Praktische Beispiele zu 2.3

  • Mitbringsel: Schenken Sie Ihrem Kunden eine Kleinigkeit: etwas zum Downloaden oder Bestellen beim digitalen Besuch oder etwas Konkretes beim echten Besuch. Erinnern Sie sich noch an die freundliche Verkäuferin, als Sie ein Kind waren?
  • Speed-Zugang: Bevor der Kunde abspringt, weil alles zu lange dauert: machen Sie es wie die Fluggesellschaften und bieten Sie einen "Schnell-Check-in".
  • Erstbestellung: Zur Erstbestellung gehört Mut. Legen Sie also etwas drauf und belohnen Sie den Kunden.
  • Extra-Seite: Bei Websiten-Besuchern gibt es "Huscher" und "Leser". Machen Sie "Huscher" zu "Lesern" und bieten Sie auf einer Seite alle wichtigen Informationen an, durchaus mit dem Hinweis, dass hier in 120 Sekunden alles zu erfahren ist. 
  • Lob-Button: Verbinden Sie ein "Danke, dass Sie sich für uns interessieren!" mit einer Einladung zum nächsten Schritt.  

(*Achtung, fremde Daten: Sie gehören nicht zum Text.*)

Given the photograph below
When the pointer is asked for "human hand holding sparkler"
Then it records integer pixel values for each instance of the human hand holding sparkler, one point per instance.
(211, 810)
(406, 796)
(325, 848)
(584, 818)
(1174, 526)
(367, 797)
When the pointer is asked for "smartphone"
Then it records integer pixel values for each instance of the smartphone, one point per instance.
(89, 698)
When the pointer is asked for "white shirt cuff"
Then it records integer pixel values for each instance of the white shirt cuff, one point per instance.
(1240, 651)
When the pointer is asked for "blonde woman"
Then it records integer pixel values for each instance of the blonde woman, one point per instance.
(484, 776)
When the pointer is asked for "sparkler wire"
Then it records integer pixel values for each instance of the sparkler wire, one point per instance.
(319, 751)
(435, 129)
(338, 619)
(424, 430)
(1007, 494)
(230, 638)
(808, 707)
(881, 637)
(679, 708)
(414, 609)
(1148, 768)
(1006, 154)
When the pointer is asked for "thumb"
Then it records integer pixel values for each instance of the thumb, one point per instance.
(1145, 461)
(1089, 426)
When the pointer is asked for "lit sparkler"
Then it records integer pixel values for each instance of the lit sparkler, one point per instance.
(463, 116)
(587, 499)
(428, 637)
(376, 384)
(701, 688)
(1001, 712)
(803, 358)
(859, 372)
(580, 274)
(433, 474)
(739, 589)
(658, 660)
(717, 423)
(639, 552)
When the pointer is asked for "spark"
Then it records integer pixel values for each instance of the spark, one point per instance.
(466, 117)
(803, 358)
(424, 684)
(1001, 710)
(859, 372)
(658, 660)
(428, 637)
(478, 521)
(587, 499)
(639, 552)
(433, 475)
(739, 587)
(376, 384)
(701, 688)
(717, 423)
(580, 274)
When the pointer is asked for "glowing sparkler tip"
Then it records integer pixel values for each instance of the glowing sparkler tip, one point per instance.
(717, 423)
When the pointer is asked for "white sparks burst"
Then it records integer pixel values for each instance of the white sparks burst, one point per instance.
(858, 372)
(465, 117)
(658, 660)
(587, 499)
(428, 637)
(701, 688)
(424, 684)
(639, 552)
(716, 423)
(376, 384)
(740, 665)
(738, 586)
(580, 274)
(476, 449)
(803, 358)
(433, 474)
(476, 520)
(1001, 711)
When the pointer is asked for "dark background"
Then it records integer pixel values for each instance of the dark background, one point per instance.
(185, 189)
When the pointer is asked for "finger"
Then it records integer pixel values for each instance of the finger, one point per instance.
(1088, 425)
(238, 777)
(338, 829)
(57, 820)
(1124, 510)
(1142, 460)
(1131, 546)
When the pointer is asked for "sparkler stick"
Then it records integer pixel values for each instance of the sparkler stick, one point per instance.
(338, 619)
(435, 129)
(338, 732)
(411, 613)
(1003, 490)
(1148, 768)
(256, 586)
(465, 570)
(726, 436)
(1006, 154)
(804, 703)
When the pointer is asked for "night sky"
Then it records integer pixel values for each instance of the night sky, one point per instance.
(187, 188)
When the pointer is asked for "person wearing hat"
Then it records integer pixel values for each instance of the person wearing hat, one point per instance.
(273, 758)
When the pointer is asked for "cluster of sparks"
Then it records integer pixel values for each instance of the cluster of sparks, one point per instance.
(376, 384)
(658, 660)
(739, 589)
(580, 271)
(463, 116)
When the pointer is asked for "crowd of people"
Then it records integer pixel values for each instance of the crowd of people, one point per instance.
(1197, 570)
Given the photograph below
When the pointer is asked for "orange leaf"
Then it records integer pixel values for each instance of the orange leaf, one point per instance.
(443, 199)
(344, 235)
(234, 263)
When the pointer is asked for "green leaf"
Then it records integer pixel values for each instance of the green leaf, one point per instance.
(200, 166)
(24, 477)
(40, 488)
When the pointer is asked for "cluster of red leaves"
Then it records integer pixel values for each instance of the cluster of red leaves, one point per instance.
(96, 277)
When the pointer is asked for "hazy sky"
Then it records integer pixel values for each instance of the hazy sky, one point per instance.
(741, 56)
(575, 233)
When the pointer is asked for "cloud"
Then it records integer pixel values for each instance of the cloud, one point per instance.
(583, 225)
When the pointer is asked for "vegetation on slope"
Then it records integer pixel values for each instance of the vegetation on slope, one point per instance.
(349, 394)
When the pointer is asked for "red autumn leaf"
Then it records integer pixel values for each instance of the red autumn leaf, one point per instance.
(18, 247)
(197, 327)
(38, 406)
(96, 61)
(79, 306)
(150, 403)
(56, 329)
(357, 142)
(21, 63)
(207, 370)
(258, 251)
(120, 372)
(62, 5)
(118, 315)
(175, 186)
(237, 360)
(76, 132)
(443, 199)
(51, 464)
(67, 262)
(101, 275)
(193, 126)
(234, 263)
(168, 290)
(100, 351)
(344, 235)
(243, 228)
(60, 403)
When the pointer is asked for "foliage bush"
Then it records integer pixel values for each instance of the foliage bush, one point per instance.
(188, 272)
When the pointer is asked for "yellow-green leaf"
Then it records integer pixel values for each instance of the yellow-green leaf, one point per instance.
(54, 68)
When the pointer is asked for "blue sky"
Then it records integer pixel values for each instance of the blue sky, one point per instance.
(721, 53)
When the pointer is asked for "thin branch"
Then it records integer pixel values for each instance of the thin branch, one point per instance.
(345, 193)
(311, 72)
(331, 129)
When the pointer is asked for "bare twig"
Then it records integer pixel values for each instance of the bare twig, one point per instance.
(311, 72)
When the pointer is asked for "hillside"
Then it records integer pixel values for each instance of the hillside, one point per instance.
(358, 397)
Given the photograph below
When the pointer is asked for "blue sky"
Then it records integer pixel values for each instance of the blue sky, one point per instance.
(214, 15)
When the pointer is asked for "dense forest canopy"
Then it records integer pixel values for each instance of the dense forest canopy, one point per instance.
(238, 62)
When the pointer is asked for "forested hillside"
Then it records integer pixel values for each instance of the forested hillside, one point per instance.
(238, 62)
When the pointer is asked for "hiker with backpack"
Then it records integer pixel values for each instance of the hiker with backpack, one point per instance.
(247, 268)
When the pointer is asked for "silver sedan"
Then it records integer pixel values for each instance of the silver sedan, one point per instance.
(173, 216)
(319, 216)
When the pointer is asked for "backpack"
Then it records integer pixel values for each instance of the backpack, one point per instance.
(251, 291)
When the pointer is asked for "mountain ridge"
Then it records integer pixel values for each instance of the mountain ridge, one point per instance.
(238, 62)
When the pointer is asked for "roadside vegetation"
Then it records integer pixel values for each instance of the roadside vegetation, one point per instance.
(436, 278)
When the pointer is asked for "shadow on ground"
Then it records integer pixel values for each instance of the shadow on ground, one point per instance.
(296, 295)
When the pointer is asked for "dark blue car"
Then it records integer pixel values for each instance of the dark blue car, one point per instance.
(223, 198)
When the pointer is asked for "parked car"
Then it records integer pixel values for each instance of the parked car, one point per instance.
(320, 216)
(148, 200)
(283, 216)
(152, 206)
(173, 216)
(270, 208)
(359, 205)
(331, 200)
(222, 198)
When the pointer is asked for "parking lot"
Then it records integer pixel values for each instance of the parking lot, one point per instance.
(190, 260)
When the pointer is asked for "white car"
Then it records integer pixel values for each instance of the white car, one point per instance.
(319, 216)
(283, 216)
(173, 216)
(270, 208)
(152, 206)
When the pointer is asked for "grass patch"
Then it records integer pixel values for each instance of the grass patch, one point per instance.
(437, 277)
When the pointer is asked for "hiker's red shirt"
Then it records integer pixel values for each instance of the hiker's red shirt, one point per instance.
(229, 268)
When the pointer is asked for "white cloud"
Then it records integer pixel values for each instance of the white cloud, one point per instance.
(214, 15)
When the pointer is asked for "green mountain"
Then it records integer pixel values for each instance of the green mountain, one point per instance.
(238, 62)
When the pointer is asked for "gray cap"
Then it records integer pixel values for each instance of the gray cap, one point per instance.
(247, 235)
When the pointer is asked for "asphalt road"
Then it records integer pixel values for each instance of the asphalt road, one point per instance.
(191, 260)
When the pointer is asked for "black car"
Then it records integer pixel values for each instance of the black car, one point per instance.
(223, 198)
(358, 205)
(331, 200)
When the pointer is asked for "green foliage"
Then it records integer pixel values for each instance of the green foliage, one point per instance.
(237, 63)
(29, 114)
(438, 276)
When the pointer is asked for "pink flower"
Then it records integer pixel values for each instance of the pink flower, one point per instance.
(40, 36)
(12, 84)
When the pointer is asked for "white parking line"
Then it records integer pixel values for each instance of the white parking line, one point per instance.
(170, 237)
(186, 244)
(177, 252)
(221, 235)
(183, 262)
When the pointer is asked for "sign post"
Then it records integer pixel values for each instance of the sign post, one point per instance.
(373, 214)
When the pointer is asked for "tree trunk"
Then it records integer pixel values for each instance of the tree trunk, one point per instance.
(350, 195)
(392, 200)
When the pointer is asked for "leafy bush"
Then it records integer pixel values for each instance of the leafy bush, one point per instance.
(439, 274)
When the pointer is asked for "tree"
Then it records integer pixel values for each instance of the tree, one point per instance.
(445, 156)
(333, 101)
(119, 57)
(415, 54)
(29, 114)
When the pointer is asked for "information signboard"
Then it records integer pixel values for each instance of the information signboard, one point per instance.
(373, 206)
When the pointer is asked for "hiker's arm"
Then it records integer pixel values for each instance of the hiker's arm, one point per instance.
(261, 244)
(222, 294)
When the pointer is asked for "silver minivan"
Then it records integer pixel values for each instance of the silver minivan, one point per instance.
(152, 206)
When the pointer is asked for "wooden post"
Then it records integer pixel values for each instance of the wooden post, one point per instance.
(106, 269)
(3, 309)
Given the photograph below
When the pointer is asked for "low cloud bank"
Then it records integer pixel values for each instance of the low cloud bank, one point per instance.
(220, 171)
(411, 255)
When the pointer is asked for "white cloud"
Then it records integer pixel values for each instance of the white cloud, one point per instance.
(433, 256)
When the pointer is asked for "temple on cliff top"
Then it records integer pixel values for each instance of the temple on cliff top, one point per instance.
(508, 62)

Es gibt keine Wahrheit, der wir nicht zustimmen, wenn man sie uns klar und deutlich darstellt.

Vauvenargues

3 Best Practices

Ein Erfolgsbeispiel für jede Lösung

1 Mammut Sport

Die Produkte werden mit der Anwendung kombiniert. Meistens mit einer Herausforderung und einem Abenteuer.

2 Hilti

Live-Chat, Rückruf, FaQs, YouTube-Channel, App, LinkedIn und Xing - alles vorhanden.